9. The detection method of the single turnout state detection system according to claim 2, wherein in the step S5, turnouts of a track on which a train is located are screened and identified by combining the track on which the train is located and the turnout state discrimination result, and a final turnout state identification result is output; the specific process is as follows:

comparing the output track area image of the train with the output turnout prediction frames, and calculating the intersection ratio J of all the recognized prediction frames with the track area image one by one _iou Recording the image of the track area where the train is located as A, recording the prediction frame as B,

in the above formula, area (a) represents a track area where a train is located, and area (B) represents an area where a prediction box is located;

when the intersection ratio is larger than the threshold value, the prediction frame belongs to the track area where the train is located, and when the intersection ratio is smaller than the threshold value, the prediction frame is a side track turnout and displays turnout detection results by different colors.

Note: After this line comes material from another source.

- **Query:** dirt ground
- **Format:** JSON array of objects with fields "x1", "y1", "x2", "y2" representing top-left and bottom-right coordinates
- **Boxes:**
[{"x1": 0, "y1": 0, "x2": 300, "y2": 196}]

10. A semi-automatic data labeling method of a single turnout state detection system is characterized by comprising the following steps:

step 1, acquiring turnout images under different lines and different weather conditions through a single turnout state detection system, dividing the acquired images into two parts, namely a manual marking set and an automatic marking set, marking the manual marking set by using a VIA marking tool, and marking the manual marking set according to the quantity of 8:1:1, randomly dividing the image into three sub-data sets of train, train interval and test, wherein the image of the artificial labeling set is at least 8000 frames and the turnout state example of each category is not less than 10000;

step 2, training the marked data set through the turnout state discrimination deep learning model of S31 to obtain the optimal turnout identification model of the model; the specific process is as follows:

training and testing a turnout state discrimination model in the single turnout state detection system by utilizing the manual marking set in the step 1, wherein the training times are recorded as R _i When it is at R _i When the detection accuracy rate and the recall rate of the turnout state reach more than 0.85, taking the wheel model parameters as available model parameters, and packaging the wheel model parameters and the test result into an R < th > model parameter _i The wheel available turnout state judging model is stored into an available model list; otherwise, abandoning the model parameters of the wheel, continuing to train and test the model for the next round, stopping operation when the available model list is not empty and the test results of 3 consecutive rounds have no optimization effect, and selecting a group of available turnout state judgment models with the best performance from the available model list as the optimal turnout state judgment models; when the available model list is empty and the training times reach a threshold value R _{i threshold} When R is _{i threshold} The default value is 300, at the moment, the single turnout state detection system cannot meet the detection requirement, the calculation process is stopped, and the system is optimized;

step 4, manually checking whether the automatically generated annotation file meets the annotation requirement, optimizing corresponding unreasonable annotation, removing the image without the generated annotation information, and adding the image with qualified annotation into a manual annotation set;

step 5, repeating steps 2,3 and 4 from any group of images in the rest group of images of the automatic labeling set; and (4) until the automatic labeling set becomes empty, completing labeling of all the images of the automatic labeling set, and ending the labeling process.